Guest Blogs

“Dropping the Discipline Hammer On My Teen Son”

I keep getting distracted from important tasks, blaming my creativity for missed deadlines — I’ve got a lot of nerve blaming my kids for their behavior.

“Let me tell you a secret about a father’s love, a secret my daddy said was just between us. He said daddies don’t just love their children every now and then; it’s a love without end, amen.”

– From Love without End, Amen by Aaron Barker, sung by George Strait

Sorry for the long absence. My last ADHD Dad blog post ended with me having just arrived at my parents’ house in Delaware. I was about to pick up the phone and drop the discipline hammer on my 21-year-old ADHD son Harry. I meant to write and post the next part of the story last week, but I was packing to fly home, standing in airports, and then crammed in an airplane seat. I only just woke up from my jet lag, blinking at my home that I haven’t seen for three long months.

Excuses, excuses, I know! And yeah, I should have gotten right to it, but instead of writing, I spent the first days back in front of my own computer. I spent a whole day looking for new desktop icons. I spend another whole day reorganizing already organized files. And then I was updating applications I hardly ever use. When I was done with that, I started untangling a thin gold pendant necklace that my wife, Margaret, had left on a shelf near the bathroom sink. I found it while cleaning and avoiding work.

The truth is I’ve been laying back and letting distraction drive the bus. At one point, I pulled gently on a knot in Margaret’s gold necklace and, as it untangled, I realized that this was the necklace I’d given her when Harry was born. The pendant was a multi-faceted emerald, Harry’s birthstone. I don’t normally believe in signs, but this time I made an exception.

Now I’ve wrestled myself back into the driver’s seat, and I’m typing away. But I keep thinking that considering how I’ve bounced from one bright and shiny thing to the next, blaming my creativity for missed deadlines or off-subject meanderings, I’ve got a lot of nerve getting on my kids about their behavior.

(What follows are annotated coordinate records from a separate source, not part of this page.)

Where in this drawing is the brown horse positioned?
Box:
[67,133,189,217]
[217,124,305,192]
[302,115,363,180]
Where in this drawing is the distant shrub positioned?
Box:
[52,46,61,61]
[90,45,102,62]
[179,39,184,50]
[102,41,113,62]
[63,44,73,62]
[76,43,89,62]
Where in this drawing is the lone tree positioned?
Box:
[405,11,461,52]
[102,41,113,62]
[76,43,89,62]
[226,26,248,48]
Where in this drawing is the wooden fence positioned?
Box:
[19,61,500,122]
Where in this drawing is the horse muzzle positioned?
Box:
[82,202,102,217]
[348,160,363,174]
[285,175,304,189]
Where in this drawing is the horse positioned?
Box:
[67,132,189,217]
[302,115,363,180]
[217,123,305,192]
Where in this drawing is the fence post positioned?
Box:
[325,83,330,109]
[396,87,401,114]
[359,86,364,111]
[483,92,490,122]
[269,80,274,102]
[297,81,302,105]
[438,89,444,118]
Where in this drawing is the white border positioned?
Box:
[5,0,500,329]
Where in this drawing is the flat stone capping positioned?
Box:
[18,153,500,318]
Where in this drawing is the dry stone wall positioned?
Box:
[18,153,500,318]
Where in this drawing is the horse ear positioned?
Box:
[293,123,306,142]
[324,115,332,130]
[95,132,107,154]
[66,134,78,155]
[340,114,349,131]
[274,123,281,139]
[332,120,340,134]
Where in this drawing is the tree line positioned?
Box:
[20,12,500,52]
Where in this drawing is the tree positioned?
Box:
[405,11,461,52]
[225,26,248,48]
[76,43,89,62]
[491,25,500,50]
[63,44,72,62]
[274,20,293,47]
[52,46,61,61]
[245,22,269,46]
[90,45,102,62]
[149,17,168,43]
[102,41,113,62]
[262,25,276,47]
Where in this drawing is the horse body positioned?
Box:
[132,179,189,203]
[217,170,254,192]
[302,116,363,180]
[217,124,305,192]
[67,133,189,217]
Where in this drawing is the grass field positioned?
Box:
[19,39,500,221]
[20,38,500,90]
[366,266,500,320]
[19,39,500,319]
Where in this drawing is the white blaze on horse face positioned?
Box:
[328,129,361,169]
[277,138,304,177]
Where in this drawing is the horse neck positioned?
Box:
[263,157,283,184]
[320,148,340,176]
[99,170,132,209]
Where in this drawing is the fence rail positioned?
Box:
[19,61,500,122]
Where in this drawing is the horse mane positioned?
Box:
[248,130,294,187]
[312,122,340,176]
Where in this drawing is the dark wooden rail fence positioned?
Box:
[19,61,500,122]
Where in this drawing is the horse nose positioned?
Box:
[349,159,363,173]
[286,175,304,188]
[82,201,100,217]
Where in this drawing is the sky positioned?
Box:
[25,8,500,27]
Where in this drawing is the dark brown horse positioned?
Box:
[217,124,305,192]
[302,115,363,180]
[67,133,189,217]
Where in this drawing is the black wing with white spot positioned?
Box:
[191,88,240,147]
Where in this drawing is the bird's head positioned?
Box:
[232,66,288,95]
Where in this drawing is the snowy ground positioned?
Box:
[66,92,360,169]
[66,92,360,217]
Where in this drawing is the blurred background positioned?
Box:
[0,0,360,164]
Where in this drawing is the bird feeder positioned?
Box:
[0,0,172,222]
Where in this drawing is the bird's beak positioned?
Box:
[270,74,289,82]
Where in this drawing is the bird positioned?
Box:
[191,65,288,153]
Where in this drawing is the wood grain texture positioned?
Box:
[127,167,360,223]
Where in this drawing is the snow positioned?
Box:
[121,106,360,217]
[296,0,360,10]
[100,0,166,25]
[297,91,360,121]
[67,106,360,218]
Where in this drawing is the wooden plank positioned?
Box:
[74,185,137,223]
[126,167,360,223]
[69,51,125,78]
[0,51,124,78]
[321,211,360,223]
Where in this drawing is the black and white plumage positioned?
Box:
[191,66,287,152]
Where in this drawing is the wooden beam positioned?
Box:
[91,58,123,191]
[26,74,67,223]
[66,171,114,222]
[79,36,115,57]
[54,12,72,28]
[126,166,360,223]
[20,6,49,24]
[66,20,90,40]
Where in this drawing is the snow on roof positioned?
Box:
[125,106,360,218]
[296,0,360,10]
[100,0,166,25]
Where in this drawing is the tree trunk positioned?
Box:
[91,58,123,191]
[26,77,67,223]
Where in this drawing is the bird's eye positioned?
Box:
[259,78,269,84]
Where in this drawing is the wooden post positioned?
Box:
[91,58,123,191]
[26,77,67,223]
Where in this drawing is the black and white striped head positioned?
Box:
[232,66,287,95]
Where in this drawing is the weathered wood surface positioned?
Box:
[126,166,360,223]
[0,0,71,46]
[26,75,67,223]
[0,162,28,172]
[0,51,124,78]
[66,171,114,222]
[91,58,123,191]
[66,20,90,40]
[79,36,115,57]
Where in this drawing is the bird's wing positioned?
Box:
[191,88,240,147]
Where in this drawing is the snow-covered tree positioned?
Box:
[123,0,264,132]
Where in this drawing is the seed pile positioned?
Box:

Anyway, here’s the Harry story up to now. While Margaret was in L.A., and his little sister stayed at a friend’s house, Harry was supposed to be taking care of our home and dog in Honolulu, as well as preparing to try college again in August. Instead, against all the rules, he had a drunken, pot-smoking party. The party-goers were making enough noise to wake up our neighbors, including the cop across the street. And the dog got out.

Margaret spoke briefly to Harry when he called to preempt the neighbor phone calls, but the hammer talk is my job this time.

Now Harry’s sitting in Hawaii, waiting for my call. I’m angry and disappointed in Harry, but I don’t know what to say. Since it’s 5pm here in Delaware, I avoid calling Harry by making martinis for my parents. I bring the drinks to my mom and dad in their matching wing-back chairs along with some crackers and sliced cheese. I like waiting on them. I tell my mom and dad what’s going on, and as I get them refills, they voice their strong opinions about Harry’s misdeeds.

As I close the door to the guest room and punch Harry’s number in on my cell phone, I’m hit by the weird irony. A recovering alcoholic son with ADHD, me, serving drinks to his mother and father, before calling up his own son to give him hell about getting drunk and screwing up. I stop dialing – I dread the draconian restrictions and restitution I must and will bring down on him. I still don’t know how to get Harry to really learn from this experience.

Then I remember when I dropped out of college. It was the morning after I’d shown up on my parents’ front porch in the middle of the night screaming drunk, waving an empty scotch bottle, and blaming them for everything wrong in my life before I threw up in the bushes. I still remember what my father said to me.

So I punch in Harry’s number again, and when he picks up I say, “First, I love you.”